Non, j'ai d'abord joué au football pendant une courte période, puis j'ai été gardien de but de handball, et plus tard j'ai pris des leçons d'équitation. Un jour, j'étais assis sur Las Vegas lorsque des avions à réaction ont survolé le centre équestre. J'ai eu peur, tout comme le cheval. Il s'est précipité vers le centre de la halle, où il y avait un gros obstacle. J'ai volé par dessus l'obstacle, mais pas Las Vegas...
Vous avez ensuite commencé un apprentissage de cuisinier.
Mais seulement pour deux ou trois semaines. J'étais si petit que je ne voyais même pas dans les casseroles et ne pouvais donc pas voir ce que je cuisinais! C'est pourquoi je suis ensuite devenu facteur. A l'époque, nous nous déplacions tous à pied. C'était particulier lorsque l'AVS était versée. Nous nous promenions alors dans Saint-Gall avec plus de 40 000 francs en liquide dans notre sac. C'était toujours une bonne journée, parce qu'il y avait beaucoup de pourboires.
Mais comment le facteur Breu est-il devenu le coureur cycliste Breu?
Dans notre famille, tout le monde faisait du vélo. Mais au début, j'étais assez peu doué et pendant longtemps, je n'avais pas de vélo à moi. Enfant, je ne savais pas faire de virage, seulement aller tout droit. Sinon, j'étais toujours «sur la corde». Mes premières courses ont donc toutes été une catastrophe. Je finissais toujours dernier. Mais ensuite, il y a eu une course à Merishausen.
Que s'est-il passé?
C'était un samedi. Une fois de plus, je n'étais pas bon, mais j'ai appris qu'il y avait une course de côte le dimanche au Locle. Alors, sur un coup de tête, j'ai dit: «C'est là que je veux aller». Mais tout le monde m'a répondu: «Tu es fou, qu'est-ce que tu vas faire là-bas?». Mais je me suis imposé et j'ai gagné au Locle. C'est là que j'ai réalisé que je n'étais pas si mauvais en montagne.

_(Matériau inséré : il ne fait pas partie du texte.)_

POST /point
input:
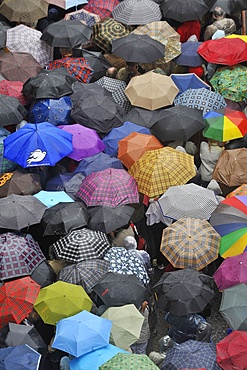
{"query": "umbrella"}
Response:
(24, 39)
(60, 300)
(108, 219)
(62, 218)
(232, 51)
(136, 12)
(82, 333)
(178, 123)
(85, 141)
(39, 144)
(190, 242)
(22, 357)
(85, 273)
(138, 48)
(123, 262)
(186, 291)
(110, 187)
(188, 200)
(19, 66)
(27, 11)
(17, 298)
(116, 134)
(80, 245)
(233, 306)
(186, 10)
(20, 255)
(191, 354)
(151, 91)
(118, 290)
(19, 211)
(49, 84)
(230, 82)
(55, 111)
(133, 146)
(231, 351)
(159, 169)
(202, 99)
(126, 324)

Au cours de sa carrière, le Saint-Gallois a remporté 252 courses et est monté 449 fois sur le podium. Outre deux victoires au classement général du Tour de Suisse, il a également remporté une étape du Giro d'Italia et du Tour de France. Breu n'a pas seulement connu le succès sur la route, mais aussi en cyclo-cross et sur la piste en tant que coureur debout. Aujourd'hui, il vit à Krummenau SG avec sa deuxième femme Heidi et son chien Elvis. Breu a deux enfants et est aujourd'hui cinq fois grand-père.

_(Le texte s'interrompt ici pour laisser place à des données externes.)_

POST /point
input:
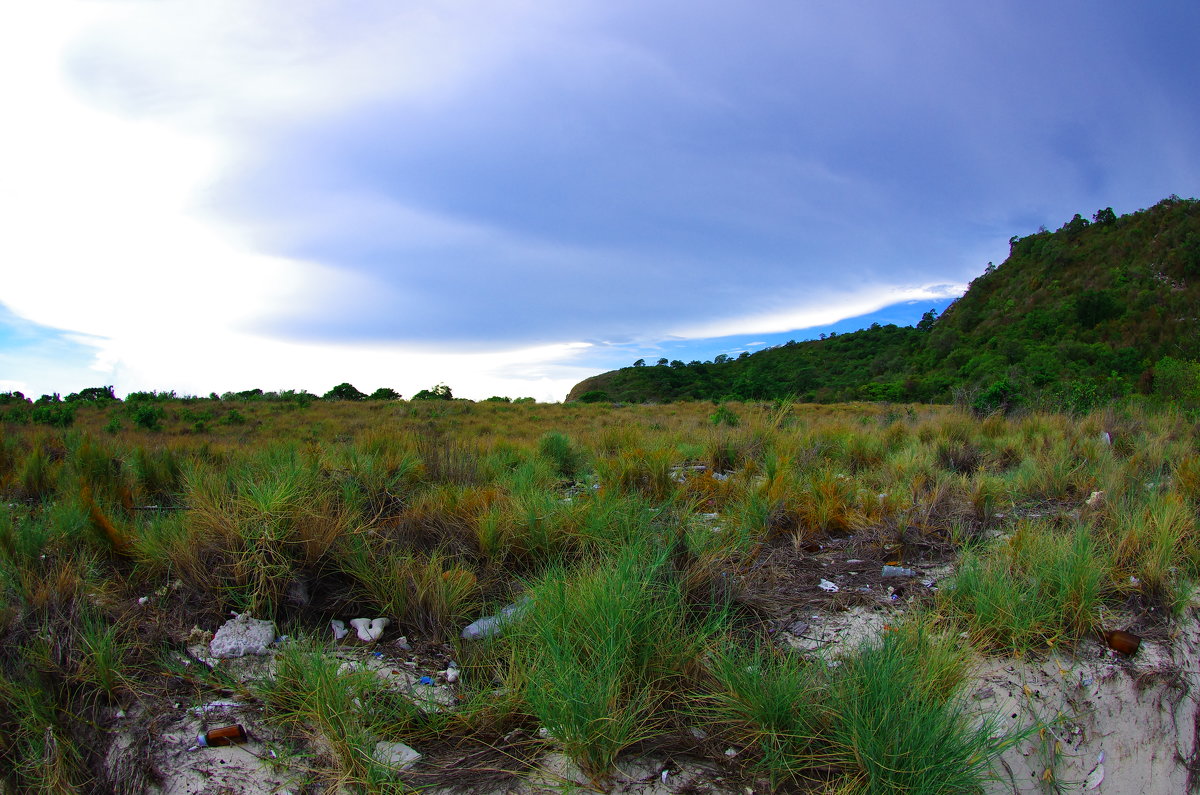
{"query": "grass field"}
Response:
(659, 548)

Au cours de sa carrière, le Saint-Gallois a remporté 252 courses et est monté 449 fois sur le podium. Outre deux victoires au classement général du Tour de Suisse, il a également remporté une étape du Giro d'Italia et du Tour de France. Breu n'a pas seulement connu le succès sur la route, mais aussi en cyclo-cross et sur la piste en tant que coureur debout. Aujourd'hui, il vit à Krummenau SG avec sa deuxième femme Heidi et son chien Elvis. Breu a deux enfants et est aujourd'hui cinq fois grand-père.
Mais les chefs militaires ne voyaient pas les choses de la même manière.

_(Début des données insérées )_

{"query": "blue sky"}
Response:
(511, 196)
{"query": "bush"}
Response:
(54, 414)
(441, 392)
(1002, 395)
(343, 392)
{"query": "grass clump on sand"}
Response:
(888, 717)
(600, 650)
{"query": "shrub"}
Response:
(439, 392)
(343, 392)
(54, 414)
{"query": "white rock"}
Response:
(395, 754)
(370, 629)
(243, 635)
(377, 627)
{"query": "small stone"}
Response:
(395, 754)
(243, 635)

Au recrutement, je leur ai dit que je voulais devenir cycliste. Mais ils n'ont pas voulu de moi et m'ont simplement dit que j'étais trop maigre et trop faible pour cela.
Vous êtes passé professionnel en 1979. Comment avez-vous trouvé une équipe?
L'automne précédent, j'ai parlé au chef de l'équipe Willora. Mais il m'a simplement répondu: «Encore un qui veut devenir professionnel». Mais comme j'ai ensuite gagné presque toutes les courses, il m'a quand même pris sous contrat pour 1979, pour un salaire mensuel de 600 francs.
Mais votre carrière aurait pu s'arrêter là... Parlons du Tour de Suisse 1979.
J'y ai été contrôlé deux fois positif à un stimulant.
Comment en êtes-vous arrivé là?
J'étais un gars de la campagne. Les chefs m'ont dit qu'avec ça, ça allait un peu plus avancer. Je leur ai répondu: «Avancer, c'est toujours bon».
Avez-vous été suspendu par la suite?
Non, la fédération voulait me suspendre, mais apparemment ce que j'avais fait n'était pas vraiment interdit.
En 1981, votre carrière a vraiment décollé lors du Züri-Metzgete.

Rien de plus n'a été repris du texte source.